La Frontera Between Art and Activism

As the country seems to grow more diverse with each passing day, LA FRONTERA brings the conversation of national identity front and center. On Thursday, April 25th, the Jewish Community Center of San Francisco will host works by artists in LA FRONTERA, an exhibition that navigates Mexico/US border relations and human rights.

Curated by David J. de la Torre and running through September 23rd at the Katz Snyder Gallery, the show explores concepts of immigration, detainment and asylum through contemporary art and media.

“The JCCSF provides a platform for conversations around complex issues facing our society today,” said Marci Glazer, CEO of the JCCSF. “As the matters around borders and migration grow more urgent every day, we invite the community to experience this important issue through the LA FRONTERA exhibition.”

viewing-california-while-looking-to-run-tijuana-by-ann-rhoney-1“Viewing California while Looking To Run” by Ann Rhoney

Artists have always sought to build community through creativity, bridging historical and cultural divides to propose solutions to the pressing issues of our time.

Sergio de la Torre, an artist and “accidental” educator, knows this topic well. He grew up in a working class neighborhood in Tijuana right outside San Diego and witnessed just how dependent each city was on one another.

De la Torre works alongside Chris Treggiari on Sanctuary City Project. Their installation offers viewers the opportunity to learn about decisive moments in US immigration history, share experiences about immigration, and work together to make protest posters on border policy.

The project owes its name to the over 200 Sanctuary Cities nationwide that were historically designated by the Catholic church for immigrants to seek refuge. The project also shed light on how California has responded to these policies since the country began tightening its borders in the 90s.

la-guia_-the-guide-2014-121-92-x-152-4-x7-62-oil-on-linen“La Guia (The Guide)”, 2014, Oil on Linen, by Rigoberto A. Gonzalez

There have been plenty of reactionary approaches made by government that have often been grounded in a lack of understanding, de la Torre said. Some of that miseducation has been driven by myths of how crime and drugs cross the border, or why people make the decision to migrate in the first place.

“We need to talk to people and understand why people are leaving those places,” said de la Torre. “People are so concerned about the border that have never seen the border — they’ve never been there, but they’re so afraid of it.”

Since Donald Trump’s presidency began, there have been ongoing attempts to limit funding to areas that don’t collaborate with federal enforcement. So much of de la Torre’s work via Sanctuary City gives back to the very communities it tries to protect. They will often spend a few hours designing products like tote bags and then sell them for a minimal fee, giving all the proceeds to organizations along the border.

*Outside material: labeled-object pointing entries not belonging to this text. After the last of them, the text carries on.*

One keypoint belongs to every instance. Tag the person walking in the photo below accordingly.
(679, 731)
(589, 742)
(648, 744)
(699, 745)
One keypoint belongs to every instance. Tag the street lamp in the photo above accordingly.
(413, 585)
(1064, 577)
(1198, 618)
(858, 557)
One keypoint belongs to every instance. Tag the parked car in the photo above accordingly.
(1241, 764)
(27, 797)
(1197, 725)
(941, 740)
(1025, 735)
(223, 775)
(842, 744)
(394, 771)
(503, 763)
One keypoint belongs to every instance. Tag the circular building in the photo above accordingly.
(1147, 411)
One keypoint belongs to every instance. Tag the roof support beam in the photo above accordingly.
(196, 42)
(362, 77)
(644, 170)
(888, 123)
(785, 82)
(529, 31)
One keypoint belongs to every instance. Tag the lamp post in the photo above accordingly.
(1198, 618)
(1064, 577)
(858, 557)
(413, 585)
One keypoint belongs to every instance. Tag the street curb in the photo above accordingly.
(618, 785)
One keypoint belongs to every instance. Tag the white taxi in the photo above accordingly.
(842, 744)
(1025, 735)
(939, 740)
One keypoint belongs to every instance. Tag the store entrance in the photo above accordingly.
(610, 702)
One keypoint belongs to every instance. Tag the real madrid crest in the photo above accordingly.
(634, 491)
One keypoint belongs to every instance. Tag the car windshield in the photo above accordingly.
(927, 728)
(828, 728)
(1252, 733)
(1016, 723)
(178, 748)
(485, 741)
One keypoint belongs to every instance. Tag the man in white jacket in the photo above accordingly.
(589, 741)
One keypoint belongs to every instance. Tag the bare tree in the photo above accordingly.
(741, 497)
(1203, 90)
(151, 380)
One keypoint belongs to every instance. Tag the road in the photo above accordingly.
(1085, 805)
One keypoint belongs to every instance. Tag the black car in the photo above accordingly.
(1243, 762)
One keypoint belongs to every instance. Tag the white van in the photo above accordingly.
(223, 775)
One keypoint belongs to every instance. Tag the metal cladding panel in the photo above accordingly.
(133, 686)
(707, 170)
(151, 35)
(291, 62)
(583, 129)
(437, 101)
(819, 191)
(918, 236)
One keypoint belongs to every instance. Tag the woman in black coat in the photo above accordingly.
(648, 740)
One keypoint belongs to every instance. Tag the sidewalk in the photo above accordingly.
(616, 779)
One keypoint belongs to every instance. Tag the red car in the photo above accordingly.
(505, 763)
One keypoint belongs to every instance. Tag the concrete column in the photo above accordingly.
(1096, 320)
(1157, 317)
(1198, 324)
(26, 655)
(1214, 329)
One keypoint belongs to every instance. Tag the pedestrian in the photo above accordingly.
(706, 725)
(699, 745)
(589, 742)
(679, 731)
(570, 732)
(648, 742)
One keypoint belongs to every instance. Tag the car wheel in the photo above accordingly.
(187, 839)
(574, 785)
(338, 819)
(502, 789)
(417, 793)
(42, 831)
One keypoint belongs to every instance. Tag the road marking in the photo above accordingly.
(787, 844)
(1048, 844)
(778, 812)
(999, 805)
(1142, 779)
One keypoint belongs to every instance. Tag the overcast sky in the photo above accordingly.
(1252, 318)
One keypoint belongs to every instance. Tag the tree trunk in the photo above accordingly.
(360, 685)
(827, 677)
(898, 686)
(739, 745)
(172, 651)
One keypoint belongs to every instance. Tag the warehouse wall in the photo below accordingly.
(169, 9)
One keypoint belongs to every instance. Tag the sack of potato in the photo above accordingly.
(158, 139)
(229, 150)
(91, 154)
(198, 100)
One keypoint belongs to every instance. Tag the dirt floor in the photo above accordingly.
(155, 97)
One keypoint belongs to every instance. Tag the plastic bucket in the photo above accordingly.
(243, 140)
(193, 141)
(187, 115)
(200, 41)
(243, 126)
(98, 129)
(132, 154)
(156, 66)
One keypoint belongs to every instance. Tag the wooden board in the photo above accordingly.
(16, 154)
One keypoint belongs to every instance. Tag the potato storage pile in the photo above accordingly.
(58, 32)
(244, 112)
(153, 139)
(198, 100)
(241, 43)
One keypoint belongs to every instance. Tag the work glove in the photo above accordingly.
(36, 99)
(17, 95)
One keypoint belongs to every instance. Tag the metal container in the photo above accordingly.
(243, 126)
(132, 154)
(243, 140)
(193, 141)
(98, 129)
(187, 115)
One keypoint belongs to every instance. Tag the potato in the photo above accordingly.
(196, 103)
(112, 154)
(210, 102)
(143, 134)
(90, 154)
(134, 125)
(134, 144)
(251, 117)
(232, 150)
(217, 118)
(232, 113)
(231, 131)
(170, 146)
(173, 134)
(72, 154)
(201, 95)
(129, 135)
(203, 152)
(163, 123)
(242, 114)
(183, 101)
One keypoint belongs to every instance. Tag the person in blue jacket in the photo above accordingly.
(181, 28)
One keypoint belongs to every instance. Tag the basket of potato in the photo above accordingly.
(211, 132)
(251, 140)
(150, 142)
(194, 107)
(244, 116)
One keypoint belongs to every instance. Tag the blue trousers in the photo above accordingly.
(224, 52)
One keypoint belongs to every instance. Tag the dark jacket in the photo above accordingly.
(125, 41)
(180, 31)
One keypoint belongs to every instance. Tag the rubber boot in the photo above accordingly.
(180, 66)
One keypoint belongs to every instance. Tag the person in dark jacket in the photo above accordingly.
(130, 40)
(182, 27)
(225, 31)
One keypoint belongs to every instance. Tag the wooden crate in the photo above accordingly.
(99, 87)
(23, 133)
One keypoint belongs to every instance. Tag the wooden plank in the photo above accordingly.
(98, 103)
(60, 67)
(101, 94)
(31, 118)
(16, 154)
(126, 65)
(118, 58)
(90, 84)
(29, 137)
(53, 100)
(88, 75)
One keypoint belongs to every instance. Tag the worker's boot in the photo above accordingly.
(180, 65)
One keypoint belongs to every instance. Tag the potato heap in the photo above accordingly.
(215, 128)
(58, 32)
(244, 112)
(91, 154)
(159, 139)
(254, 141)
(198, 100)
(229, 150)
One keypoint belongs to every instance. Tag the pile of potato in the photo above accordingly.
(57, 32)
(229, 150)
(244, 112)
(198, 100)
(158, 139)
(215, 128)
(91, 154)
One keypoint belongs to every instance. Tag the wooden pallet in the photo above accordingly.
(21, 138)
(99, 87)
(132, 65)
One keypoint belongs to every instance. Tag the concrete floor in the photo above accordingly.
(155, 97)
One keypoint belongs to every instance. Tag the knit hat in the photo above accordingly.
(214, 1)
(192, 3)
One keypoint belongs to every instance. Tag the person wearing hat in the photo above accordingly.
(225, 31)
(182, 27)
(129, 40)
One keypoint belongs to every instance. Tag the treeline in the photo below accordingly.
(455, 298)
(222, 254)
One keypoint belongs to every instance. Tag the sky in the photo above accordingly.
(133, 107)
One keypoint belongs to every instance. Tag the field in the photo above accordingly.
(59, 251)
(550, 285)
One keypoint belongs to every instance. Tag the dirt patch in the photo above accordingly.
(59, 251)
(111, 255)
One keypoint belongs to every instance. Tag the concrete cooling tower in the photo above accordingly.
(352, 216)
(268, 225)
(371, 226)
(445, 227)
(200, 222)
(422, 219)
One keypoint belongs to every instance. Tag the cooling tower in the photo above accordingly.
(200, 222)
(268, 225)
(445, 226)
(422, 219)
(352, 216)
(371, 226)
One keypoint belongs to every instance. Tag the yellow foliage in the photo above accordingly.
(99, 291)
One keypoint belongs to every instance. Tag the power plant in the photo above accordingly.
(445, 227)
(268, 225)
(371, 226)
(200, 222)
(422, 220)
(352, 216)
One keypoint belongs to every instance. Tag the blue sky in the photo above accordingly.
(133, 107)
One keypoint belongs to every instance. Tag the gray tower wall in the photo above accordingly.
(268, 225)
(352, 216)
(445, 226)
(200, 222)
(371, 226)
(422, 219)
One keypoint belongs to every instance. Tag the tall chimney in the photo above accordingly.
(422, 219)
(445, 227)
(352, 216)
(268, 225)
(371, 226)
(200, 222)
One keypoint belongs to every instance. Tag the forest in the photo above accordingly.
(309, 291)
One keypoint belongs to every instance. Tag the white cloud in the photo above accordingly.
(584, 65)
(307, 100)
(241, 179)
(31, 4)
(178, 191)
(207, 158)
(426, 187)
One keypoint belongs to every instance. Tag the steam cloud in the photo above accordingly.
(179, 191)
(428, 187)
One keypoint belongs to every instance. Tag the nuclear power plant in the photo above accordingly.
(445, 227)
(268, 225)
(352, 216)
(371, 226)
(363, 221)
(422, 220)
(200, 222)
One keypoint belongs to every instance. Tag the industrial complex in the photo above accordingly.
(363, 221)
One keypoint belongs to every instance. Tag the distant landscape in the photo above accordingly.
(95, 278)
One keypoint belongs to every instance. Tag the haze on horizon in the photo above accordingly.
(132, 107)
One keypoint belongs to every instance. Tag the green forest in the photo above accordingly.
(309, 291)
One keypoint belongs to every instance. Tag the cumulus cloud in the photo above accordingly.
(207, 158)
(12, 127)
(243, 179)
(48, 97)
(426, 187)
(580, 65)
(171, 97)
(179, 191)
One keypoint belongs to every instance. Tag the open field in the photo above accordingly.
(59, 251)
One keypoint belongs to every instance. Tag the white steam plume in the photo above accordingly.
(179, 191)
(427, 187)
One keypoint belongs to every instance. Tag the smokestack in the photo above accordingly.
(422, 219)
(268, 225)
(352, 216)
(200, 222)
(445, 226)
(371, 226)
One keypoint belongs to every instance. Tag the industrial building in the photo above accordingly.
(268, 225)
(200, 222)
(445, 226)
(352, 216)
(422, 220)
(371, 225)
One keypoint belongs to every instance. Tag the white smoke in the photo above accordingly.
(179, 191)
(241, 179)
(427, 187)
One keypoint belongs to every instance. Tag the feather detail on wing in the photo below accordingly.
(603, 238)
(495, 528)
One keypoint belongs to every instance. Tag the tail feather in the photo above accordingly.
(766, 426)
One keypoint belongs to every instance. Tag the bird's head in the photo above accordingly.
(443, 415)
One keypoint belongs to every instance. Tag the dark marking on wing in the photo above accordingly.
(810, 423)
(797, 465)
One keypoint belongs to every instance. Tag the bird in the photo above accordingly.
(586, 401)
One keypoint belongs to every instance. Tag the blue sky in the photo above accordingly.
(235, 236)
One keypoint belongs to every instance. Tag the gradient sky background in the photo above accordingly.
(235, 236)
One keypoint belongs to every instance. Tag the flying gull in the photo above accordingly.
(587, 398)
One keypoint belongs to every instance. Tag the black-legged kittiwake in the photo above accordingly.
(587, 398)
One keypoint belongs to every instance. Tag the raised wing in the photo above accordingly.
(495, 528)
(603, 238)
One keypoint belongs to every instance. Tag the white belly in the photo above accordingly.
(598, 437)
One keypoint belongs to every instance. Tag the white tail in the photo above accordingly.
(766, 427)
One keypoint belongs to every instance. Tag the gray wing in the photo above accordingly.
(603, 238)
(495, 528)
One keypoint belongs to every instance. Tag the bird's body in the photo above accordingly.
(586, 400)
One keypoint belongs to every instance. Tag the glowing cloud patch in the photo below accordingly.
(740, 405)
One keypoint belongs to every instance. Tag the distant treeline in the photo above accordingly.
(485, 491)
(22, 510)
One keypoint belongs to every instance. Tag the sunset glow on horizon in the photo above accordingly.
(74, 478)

Matt Gonzalez, a public defender and lender to the show, said he hoped the exhibition would foster dialogue. Gonzalez, an artist himself, grew up in McAllen, TX, less than 10 miles from the border, and the city of Reynosa, Mexico, where he was baptized.

img-8372Work by Jose Ines Garcia Zarate

One of the artists he’s particularly interested in seeing work from is Jose Ines Garcia Zarate, a homeless undocumented immigrant.

Back in 2015, Zarate was arrested on suspicion of murder when he was found in possession of a gun that fired and killed San Francisco resident Kate Steinle. Although he was later acquitted of the charges, the debate was a sore subject for those on both sides of the argument around illegal immigration.

Zarate’s piece in the show is a collage constructed from some of the materials from court, brought to him by Michael Hinckley, an attorney on the case.

“I think in a lot of ways it humanizes and personalizes an issue sometimes to see an artist try to render a subject matter in a particular way,” said Gonzalez. “Of course a show like this isn’t gonna hand you a leaflet with ideology or political ideas, but it’ll certainly spark considerations and hopefully there will be some good discussion around it.”

Join the artists for LA FRONTERA’s Opening Reception on Thursday, April 25th, from 6–8pm for complimentary food and drink. The show will run through September 23rd.

The Katz Snyder Gallery is located on the second floor of the JCCSF at 3200 California Street, and is free and open to the public Monday – Thursday from 8am – 10pm and Friday – Sunday from 8am – 6pm.